3) En troisième lieu c’est le but de l’opération qui doit être précisé.

Si la concertation consiste à l’engagement “de concert” vers un même but on comprend son caractère indispensable bien que souvent négligé.

Le but n’est pas indépendant de l’objet et du Sens de l’opération, au contraire il en est une traduction projetée dans l’avenir.

La formulation du but a deux effets:

– Préfigurer ce que l’on cherche au stade où l’on en est. Cette préfiguration peut se décomposer en buts intermédiaires éventuellement répartis entre groupes mais elle peut aussi évoluer en fonction du développement de l’intelligence collective de la situation et des enjeux. C’est un des bénéfices même de la concertation démocratique que de faire mûrir la compréhension des problèmes et des situations.

– L’autre effet est de permettre une organisation de la concertation pour progresser vers le but et répartir éventuellement le travail entre plusieurs groupes. C’est un véritable management de la concertation qui est alors indispensable intégrant une évaluation permanente que la fixation des buts, mêmes provisoires rend seule possible.

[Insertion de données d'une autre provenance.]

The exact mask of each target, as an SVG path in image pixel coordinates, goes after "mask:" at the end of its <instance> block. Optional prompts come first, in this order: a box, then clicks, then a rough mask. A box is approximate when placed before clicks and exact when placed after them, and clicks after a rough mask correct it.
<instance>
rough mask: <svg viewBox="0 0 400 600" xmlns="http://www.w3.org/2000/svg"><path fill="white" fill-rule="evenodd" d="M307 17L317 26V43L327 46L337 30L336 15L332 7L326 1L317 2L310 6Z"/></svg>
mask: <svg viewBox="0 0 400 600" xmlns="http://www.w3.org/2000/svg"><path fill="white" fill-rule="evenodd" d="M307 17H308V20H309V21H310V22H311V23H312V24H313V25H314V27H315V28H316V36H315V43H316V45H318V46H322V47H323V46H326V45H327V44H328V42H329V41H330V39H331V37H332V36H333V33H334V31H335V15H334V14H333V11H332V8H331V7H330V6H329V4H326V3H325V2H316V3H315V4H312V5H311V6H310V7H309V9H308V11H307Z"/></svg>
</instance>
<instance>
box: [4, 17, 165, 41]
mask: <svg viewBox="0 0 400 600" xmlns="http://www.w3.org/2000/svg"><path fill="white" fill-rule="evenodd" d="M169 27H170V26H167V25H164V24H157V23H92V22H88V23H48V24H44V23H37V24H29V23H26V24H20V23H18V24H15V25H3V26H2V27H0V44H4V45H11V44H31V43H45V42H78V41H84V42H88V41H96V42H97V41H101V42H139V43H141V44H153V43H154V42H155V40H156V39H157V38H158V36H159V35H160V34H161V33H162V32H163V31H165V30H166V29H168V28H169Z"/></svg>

Ces conditions préalables à la concertation démocratique et au développement d’une intelligence collective des affaires communes doivent être complétées par quelques indications.

La concertation démocratique est un processus humain à conduire et non une procédure à suivre. Un processus stratégique doit être conçu en fonction des trois déterminants précédents selon l’état de la situation. Il faut faire preuve de créativité et aussi de capacité d’organisation pour cela.

Un processus de concertation démocratique développe l’intelligence collective en l’exerçant et ainsi se renforce lui-même c’est-à-dire renforce l’appropriation active par la communauté de ses propres affaires.

Cependant c’est un processus fragile dans ses débuts et il peut être en butte à toutes les déstabilisations:

– Objet et contexte référés à d‘autres champs que celui de la communauté,

– Sens du bien commun remplacé par des prétentions d’intérêt particulier, d’intérêt supérieur ou intérêt général,

– Buts déstabilisés, détournés, falsifiés (buts formels à la place de buts réels par exemple).

La conduite de la concertation démocratique se trouve en butte aux dérives provoquées par ceux qui s’y opposent. On en a vu certaines sources mais le fait que la concertation véritable soit si rare dans les faits dans notre pays laisse entrevoir deux choses.

– Le peu de culture de la concertation, l’importance de cet apprentissage de l’intelligence collective et la fragilité inhérente aux débuts.

– La multiplicité des acteurs opposés au fond d’eux mêmes à un tel processus. Conceptions machiavellienne du politique, technocraties souvent solidaires, volontés tutélaires ou hégémoniques. Il ne faut pas en négliger les forces et les capacités de nuisance. C’est la détermination et la force de l’appropriation collective qui permettent de changer cette situation.

Cela veut dire que, outre un bon niveau de compétence professionnelle, ceux qui conduisent les processus de concertation démocratique doivent être dotés d’une ferme détermination de leur positionnement qui suppose une expérience et une maturité personnelle et professionnelle certaine.

Ils en seront récompensé par les merveilles d’intelligence collective que la concertation démocratique est capable de produire.